Wie wir hier bereits berichtet hatten, hat das Landgericht Berlin mit Urteil vom 01.03.2010 – 1 Kap Js 721/06 Ks – einen Schönheitschirurgen wegen Körperverletzung mit Todesfolge in Tateinheit mit versuchtem Totschlag zu einer Freiheitsstrafe von vier Jahren und sechs Monaten verurteilt und auf ein vierjähriges Berufsverbot erkannt. Der Mediziner hatte an einer Patientin einen vierstündigen Eingriff (Schönheitsoperation im Bauchbereich, verbunden mit einer Fettabsaugung) ohne Hinzuziehung des erforderlichen Anästhesisten durchgeführt und veranlasste nach einem Herz-Kreislaufstillstand der Geschädigten erst sieben Stunden nach der erfolgten Reanimation eine Überstellung in ein Krankenhaus. Die Patientin verstarb an den Folgen dieser fehlerhaften Behandlung am 12. April 2006.

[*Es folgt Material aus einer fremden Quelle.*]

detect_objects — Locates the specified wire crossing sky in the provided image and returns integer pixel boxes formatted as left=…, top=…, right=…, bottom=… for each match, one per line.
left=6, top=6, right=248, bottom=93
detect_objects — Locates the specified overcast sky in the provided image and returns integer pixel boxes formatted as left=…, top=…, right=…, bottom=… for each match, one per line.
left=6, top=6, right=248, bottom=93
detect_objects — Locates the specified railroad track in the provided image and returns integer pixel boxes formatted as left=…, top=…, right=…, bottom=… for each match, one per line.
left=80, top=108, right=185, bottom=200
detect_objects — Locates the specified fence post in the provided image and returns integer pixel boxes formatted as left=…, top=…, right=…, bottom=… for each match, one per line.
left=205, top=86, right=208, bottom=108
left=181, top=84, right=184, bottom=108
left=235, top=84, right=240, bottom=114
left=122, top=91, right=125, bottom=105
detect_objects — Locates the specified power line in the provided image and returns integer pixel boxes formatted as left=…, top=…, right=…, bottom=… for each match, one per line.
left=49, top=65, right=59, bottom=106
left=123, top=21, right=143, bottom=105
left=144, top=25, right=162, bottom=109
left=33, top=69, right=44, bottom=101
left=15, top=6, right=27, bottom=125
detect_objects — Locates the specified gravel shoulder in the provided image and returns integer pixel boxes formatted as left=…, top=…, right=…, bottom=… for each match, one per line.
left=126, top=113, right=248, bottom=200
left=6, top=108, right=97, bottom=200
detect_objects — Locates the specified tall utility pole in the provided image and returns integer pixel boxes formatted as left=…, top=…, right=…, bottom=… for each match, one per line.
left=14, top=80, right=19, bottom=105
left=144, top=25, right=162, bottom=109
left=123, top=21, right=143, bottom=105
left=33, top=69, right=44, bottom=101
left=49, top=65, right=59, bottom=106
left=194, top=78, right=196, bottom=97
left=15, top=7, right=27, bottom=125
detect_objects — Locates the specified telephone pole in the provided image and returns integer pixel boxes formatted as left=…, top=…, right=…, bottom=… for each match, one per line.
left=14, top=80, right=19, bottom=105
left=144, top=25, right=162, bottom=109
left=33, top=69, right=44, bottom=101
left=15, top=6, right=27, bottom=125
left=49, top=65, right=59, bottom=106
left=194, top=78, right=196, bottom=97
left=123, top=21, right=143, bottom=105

Sowohl der Schönheitschirurg als auch der Ehemann der verstorbenen Patientin, der als Nebenkläger an dem Verfahren beteiligt war, legten gegen diese Entscheidung Revision ein, so daß sich nunmehr der Bundesgerichtshof mit dem Fall beschäftigen mußte.
Der Bundesgerichtshofs hat sämtliche Feststellungen des Landgerichts zum objektiven Tatgeschehen und zur Verantwortlichkeit des Angeklagten für den Tod seiner Patientin im Sinne einer Körperverletzung mit Todesfolge (§ 227 StGB) aufrechterhalten. Die Angriffe des Angeklagten gegen diese Feststellungen sind erfolglos geblieben.
Jedoch hat der Bundesgerichtshof den Schuldspruch aufgehoben und die Sache an eine andere Schwurgerichtskammer des Landgerichts Berlin zurückverwiesen. Die Beanstandung des Bundesgerichtshofs betrifft die Annahme eines versuchten Totschlags für eine spätere Phase des Tatgeschehens in der Praxis des Angeklagten, als die Patientin bereits unrettbar verloren war. Insoweit hat der Bundesgerichtshof einerseits die unzureichende Prüfung des bedingten Tötungsvorsatzes beanstandet, andererseits die unterlassene Bewertung ausgelassener Rettungschancen unter dem Gesichtspunkt eines versuchten Mordes durch Unterlassen.
Die neu berufene Schwurgerichtskammer wird demnach den Vorsatz hinsichtlich eines (versuchten) Tötungsdeliktes neu zu prüfen haben.
Auch die Beanstandungen der Staatsanwaltschaft gegen die Strafzumessung und den Strafnachlass hatten Erfolg.